AML rules ‘a major burden’ government admits, as it brings forward reform plans

The government has acknowledged Anti Money Laundering (AML) regulations ‘are seen as a major burden’ to professional business service firms, and has pledged to reform the controversial rules by the end of the year.

Writing in the Professional and Business Services Sector Plan, which sets out details of the UK’s Modern Industrial Strategy for the sector, the government stressed that the regulations are ‘a vital tool’ in safeguarding against money laundering and terrorist financing risk. However, the plan acknowledged ‘the importance of ensuring the MLRs are clear and proportionate to the risk’. It continued:

“Before the end of this year, HM Treasury will therefore bring forward a package of changes to the MLRs aimed at improving their effectiveness.”

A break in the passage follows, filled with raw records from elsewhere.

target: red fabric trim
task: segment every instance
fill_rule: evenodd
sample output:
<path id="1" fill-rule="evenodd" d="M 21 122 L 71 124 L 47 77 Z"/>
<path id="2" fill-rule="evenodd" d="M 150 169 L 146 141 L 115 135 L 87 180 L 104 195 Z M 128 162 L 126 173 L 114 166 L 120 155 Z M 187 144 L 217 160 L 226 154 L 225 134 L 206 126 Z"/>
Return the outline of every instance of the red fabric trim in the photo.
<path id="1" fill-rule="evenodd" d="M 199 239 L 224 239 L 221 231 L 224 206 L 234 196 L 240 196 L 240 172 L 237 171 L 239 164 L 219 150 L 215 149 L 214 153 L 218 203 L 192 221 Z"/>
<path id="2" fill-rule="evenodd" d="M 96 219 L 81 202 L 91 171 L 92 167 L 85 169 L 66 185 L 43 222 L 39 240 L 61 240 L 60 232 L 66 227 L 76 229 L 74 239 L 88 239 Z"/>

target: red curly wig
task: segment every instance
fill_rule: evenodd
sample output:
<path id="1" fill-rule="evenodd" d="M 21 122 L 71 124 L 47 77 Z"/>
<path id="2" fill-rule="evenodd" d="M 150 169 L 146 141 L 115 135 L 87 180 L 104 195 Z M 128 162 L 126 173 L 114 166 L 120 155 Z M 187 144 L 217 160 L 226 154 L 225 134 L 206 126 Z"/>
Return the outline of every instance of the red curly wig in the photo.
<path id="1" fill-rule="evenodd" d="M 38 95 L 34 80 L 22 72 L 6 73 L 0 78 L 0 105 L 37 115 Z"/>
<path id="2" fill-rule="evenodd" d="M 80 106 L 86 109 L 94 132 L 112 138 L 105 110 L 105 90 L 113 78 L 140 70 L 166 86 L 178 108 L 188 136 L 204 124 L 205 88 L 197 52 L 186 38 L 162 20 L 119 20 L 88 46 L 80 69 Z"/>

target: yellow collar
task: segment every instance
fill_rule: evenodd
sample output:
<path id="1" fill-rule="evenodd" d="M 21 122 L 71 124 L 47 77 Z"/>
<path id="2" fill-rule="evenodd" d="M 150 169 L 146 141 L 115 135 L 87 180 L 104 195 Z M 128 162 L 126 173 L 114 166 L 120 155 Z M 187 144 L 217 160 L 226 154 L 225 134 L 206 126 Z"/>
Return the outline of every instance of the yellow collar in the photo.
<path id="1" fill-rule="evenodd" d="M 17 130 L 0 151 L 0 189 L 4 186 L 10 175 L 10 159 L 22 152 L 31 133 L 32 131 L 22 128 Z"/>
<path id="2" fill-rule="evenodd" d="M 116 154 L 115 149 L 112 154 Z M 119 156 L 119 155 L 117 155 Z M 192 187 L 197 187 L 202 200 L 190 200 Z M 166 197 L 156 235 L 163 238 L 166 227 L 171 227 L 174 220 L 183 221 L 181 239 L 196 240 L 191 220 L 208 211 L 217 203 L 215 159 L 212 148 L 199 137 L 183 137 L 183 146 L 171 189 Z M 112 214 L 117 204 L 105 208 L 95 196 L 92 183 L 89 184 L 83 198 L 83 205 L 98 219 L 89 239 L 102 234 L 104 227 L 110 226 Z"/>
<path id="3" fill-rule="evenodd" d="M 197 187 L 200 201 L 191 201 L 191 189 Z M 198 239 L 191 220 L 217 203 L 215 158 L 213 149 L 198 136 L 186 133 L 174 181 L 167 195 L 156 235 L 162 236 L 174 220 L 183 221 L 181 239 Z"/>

Although the plan doesn’t specify what the changes will be, the government says it will ‘take steps to encourage the use of digital identity’ to aid money laundering processes.

The announcement was welcomed by the Law Society of England and Wales, with president Richard Atkinson calling for ‘a proportionate system and greater clarity for the legal sector’.

He added:

“In our response to the government’s consultation last year, we outlined our views and are pleased to see the government’s recognition of the disproportionate burdens current AML regulations place on law firms, particularly smaller practices.  

“Legal professionals are committed to fighting financial crime, but compliance measures must be proportionate, targeted and risk-based to be effective without stifling access to justice or placing undue strain and financial cost on firms and practitioners. 

“We support a regulatory approach that values the expertise and integrity of the legal sector while ensuring the AML obligations are streamlined, coherent and fair.  

“We will continue to engage with policymakers to ensure that any reforms strike the right balance between robust AML controls and practical compliance for the legal profession.” 

With the Solicitors Regulation Authority saying it will increase enforcement of AML regulations this year, the news that reform will bring greater clarity and proportionality should come as a relief to firms.

Financial penalties of increasing size and number have led one regulation expert to question whether firms would be better off by ignoring the rules altogether. In response to one firm being fined £64,000 for AML breaches, Brian Rogers, regulatory director at Access Legal, said:

“Based on figures I have used in previous posts (£300ph x 5 hours pw), this firm could have been better off by over £400,000 over the six years for ignoring its AML obligations and focusing on fee earning (as with previous firms, I am not saying this firm actively chose non-compliance over compliance).

“Even if the figures were £300ph x 1 hour pw, the firm would still have been £29,600 better off being non-compliant over the six years! As I have said before, I am not condoning non-compliance, but when you look at the above figures you can see why some firms may be tempted to choose the non-compliance road!”